So Eric Lai reports (via slashdot). The article cites some people suggesting that this is so because Firefox does not woo the corporates into using it. I wonder if that will help. The traditional reason given for not using Firefox has been that the company has a lot of IE specific applications. No wonder many have still not upgraded even to IE7, in spite of Microsoft making it a critical update. So, Mozilla might not be the only one to blame here.
However, I think there is a bigger corporate culture here, which prevents adoption of such tools. More than the support factor, companies are worried that they might given more than enough power in hands of their employees. Yes, that is right. Tools like Firefox give a lot of freedom to its user, installing addons, changing themes, which pushes the machines to a certain limit. And companies do not like it. They feel that they are secure when they have everything under their control by curbing freedom of the employees.
And for this they build policies, most of which, in my opinion, are stupid. I visited a client once and was not allowed to connect to their network because they could not run their anti-virus tool on my machine. And guess why they could not; yes, it ran Linux! In environments which are so tied to a certain platform, using Firefox is a far fetched thing.

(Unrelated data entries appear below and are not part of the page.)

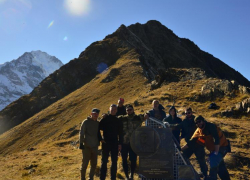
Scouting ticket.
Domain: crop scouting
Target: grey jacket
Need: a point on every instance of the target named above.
(89, 133)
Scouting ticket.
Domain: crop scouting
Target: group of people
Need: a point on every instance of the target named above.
(118, 125)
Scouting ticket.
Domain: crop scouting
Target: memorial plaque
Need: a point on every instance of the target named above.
(155, 162)
(145, 141)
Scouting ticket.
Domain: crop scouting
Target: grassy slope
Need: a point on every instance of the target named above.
(54, 131)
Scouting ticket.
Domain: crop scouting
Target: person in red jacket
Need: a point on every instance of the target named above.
(211, 136)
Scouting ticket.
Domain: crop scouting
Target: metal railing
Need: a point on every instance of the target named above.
(178, 158)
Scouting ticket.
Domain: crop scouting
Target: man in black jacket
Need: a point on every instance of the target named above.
(90, 138)
(112, 133)
(131, 122)
(188, 128)
(121, 109)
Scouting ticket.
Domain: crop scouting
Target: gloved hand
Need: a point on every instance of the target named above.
(81, 146)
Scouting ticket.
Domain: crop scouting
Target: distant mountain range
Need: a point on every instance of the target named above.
(21, 76)
(163, 56)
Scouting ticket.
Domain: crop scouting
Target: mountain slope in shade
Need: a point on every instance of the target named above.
(21, 76)
(156, 47)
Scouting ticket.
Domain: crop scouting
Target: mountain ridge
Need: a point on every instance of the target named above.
(158, 49)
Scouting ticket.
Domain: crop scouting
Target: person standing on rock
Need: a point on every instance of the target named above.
(211, 136)
(173, 119)
(112, 144)
(90, 138)
(157, 111)
(131, 122)
(121, 109)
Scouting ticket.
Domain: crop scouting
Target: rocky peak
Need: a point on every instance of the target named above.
(156, 47)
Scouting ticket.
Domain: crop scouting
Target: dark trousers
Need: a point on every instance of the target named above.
(107, 148)
(89, 154)
(217, 165)
(199, 152)
(126, 150)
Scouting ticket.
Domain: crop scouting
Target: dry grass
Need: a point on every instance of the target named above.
(53, 132)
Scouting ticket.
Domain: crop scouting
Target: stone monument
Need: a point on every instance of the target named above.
(158, 156)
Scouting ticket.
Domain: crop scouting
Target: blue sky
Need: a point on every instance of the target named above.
(64, 28)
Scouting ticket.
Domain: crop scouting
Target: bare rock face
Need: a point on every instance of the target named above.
(244, 89)
(156, 47)
(243, 106)
(215, 88)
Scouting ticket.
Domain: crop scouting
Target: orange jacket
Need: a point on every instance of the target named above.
(207, 136)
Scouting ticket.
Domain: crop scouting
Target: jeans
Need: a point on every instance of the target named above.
(199, 152)
(89, 154)
(126, 150)
(217, 165)
(107, 148)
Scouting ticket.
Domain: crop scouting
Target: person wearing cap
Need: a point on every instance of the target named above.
(90, 138)
(173, 119)
(211, 136)
(188, 128)
(131, 122)
(121, 109)
(112, 144)
(157, 111)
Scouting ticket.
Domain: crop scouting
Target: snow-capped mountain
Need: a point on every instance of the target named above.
(22, 75)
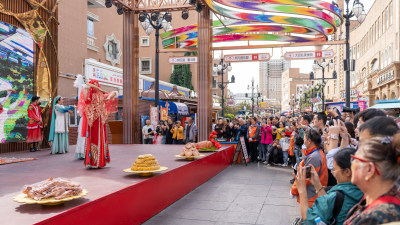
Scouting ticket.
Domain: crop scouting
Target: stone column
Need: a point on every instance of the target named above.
(204, 104)
(131, 125)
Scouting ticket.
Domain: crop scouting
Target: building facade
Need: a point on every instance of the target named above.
(217, 79)
(293, 83)
(271, 77)
(93, 48)
(375, 48)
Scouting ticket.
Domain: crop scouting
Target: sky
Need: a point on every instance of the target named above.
(244, 71)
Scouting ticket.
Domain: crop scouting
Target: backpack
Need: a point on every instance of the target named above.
(338, 205)
(299, 141)
(336, 209)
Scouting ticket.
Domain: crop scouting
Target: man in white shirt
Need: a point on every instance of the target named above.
(148, 132)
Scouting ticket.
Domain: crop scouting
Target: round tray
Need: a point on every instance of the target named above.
(23, 198)
(189, 158)
(145, 173)
(207, 150)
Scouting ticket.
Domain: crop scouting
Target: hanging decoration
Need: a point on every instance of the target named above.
(263, 20)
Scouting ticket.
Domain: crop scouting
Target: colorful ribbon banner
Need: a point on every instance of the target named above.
(266, 20)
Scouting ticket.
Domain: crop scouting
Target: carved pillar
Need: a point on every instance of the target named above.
(131, 126)
(204, 105)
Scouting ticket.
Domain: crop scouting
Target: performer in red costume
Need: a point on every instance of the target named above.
(35, 124)
(94, 106)
(213, 135)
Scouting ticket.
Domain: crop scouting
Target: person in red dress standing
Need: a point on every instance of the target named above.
(35, 124)
(94, 106)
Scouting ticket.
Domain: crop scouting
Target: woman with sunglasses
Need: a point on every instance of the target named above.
(375, 170)
(325, 205)
(315, 156)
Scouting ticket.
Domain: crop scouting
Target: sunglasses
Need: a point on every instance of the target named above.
(364, 161)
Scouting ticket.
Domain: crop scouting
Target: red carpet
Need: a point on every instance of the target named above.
(114, 197)
(4, 160)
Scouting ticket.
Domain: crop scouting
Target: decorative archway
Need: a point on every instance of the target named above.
(295, 21)
(393, 95)
(38, 18)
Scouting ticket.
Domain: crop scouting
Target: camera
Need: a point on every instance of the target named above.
(350, 110)
(308, 172)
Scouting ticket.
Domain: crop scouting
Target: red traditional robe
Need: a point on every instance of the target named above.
(34, 128)
(94, 108)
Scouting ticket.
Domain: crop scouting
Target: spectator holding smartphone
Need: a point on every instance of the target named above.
(284, 142)
(331, 205)
(314, 155)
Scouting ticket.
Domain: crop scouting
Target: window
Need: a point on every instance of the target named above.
(74, 118)
(383, 21)
(113, 50)
(90, 27)
(214, 83)
(144, 41)
(112, 47)
(391, 13)
(379, 27)
(387, 18)
(145, 66)
(118, 115)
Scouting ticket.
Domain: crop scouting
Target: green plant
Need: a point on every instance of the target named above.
(182, 76)
(230, 116)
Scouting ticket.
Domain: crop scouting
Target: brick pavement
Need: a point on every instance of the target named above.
(255, 194)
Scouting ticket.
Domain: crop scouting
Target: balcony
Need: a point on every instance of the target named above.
(96, 4)
(91, 45)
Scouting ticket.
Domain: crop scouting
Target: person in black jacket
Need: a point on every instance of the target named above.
(274, 154)
(228, 130)
(219, 128)
(169, 134)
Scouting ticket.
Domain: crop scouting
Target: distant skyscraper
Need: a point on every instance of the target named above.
(271, 77)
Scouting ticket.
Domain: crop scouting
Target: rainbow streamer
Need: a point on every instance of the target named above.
(313, 20)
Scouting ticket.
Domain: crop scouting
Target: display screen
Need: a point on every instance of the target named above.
(16, 72)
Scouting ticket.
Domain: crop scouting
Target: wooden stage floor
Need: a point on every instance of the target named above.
(99, 182)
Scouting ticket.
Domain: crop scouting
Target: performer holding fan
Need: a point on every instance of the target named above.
(94, 106)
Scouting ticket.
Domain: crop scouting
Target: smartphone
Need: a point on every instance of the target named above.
(308, 172)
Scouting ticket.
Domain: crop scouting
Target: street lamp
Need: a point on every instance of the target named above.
(312, 93)
(292, 103)
(156, 21)
(323, 65)
(252, 88)
(359, 12)
(221, 67)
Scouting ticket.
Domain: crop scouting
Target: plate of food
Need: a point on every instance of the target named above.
(53, 191)
(145, 165)
(189, 152)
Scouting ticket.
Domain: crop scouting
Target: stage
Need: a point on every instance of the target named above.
(114, 197)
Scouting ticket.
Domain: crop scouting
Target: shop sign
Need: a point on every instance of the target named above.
(247, 57)
(388, 76)
(315, 100)
(353, 93)
(309, 55)
(154, 116)
(103, 74)
(164, 113)
(230, 102)
(183, 60)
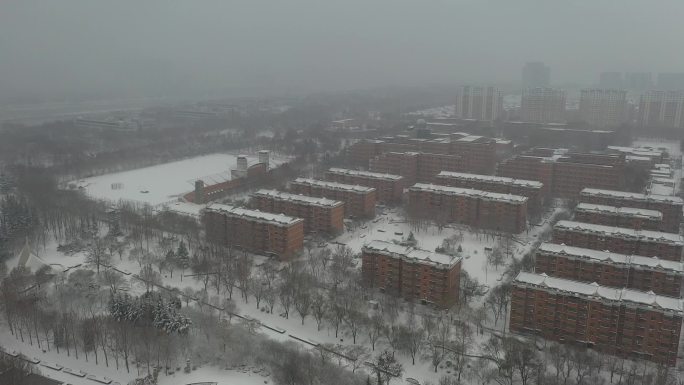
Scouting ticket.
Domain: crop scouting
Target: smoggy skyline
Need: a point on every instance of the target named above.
(76, 48)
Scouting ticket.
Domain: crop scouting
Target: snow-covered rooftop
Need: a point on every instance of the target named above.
(643, 235)
(411, 253)
(278, 219)
(621, 211)
(367, 174)
(285, 196)
(609, 257)
(334, 185)
(632, 196)
(490, 178)
(594, 290)
(640, 151)
(469, 138)
(509, 198)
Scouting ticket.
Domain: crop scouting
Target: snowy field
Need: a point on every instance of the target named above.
(162, 183)
(213, 374)
(672, 146)
(387, 226)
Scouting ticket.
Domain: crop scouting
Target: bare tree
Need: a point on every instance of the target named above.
(98, 254)
(319, 309)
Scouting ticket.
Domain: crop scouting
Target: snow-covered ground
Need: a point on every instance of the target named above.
(162, 183)
(212, 374)
(10, 343)
(387, 226)
(436, 112)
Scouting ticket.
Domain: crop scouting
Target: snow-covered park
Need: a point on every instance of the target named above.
(163, 183)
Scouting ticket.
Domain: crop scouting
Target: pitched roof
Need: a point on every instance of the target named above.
(594, 290)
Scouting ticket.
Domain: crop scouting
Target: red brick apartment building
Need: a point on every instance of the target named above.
(321, 215)
(630, 217)
(415, 166)
(411, 273)
(610, 269)
(488, 210)
(648, 243)
(566, 174)
(529, 167)
(669, 206)
(477, 154)
(254, 230)
(389, 188)
(574, 172)
(527, 188)
(359, 201)
(622, 322)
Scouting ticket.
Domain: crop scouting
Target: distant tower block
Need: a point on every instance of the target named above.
(242, 162)
(264, 156)
(199, 192)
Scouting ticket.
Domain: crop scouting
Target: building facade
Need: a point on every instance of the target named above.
(487, 210)
(542, 105)
(359, 201)
(629, 217)
(254, 230)
(669, 206)
(479, 103)
(503, 185)
(321, 215)
(648, 243)
(662, 109)
(610, 269)
(389, 188)
(622, 322)
(529, 167)
(603, 107)
(576, 171)
(413, 274)
(565, 174)
(536, 74)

I can see what corporates might demand from Mozilla if Firefox is to be used in their environments. It is not only about deployment tools, but also about giving some kind of layered permissioning system. Not allow the employee to install addons, but allow some executive to do so, and then allow a centralized network installation of Firefox, which overrides every individual employee’s preferences. I wonder if people behind Firefox would even agree to this.
As for IE specific applications, I think corporates are too lenient towards development of their internal applications. And then these constraints are created to compensate for them. Somehow value and productivity are left far behind while discussing these things, and managing tools is given more importance than actually using them.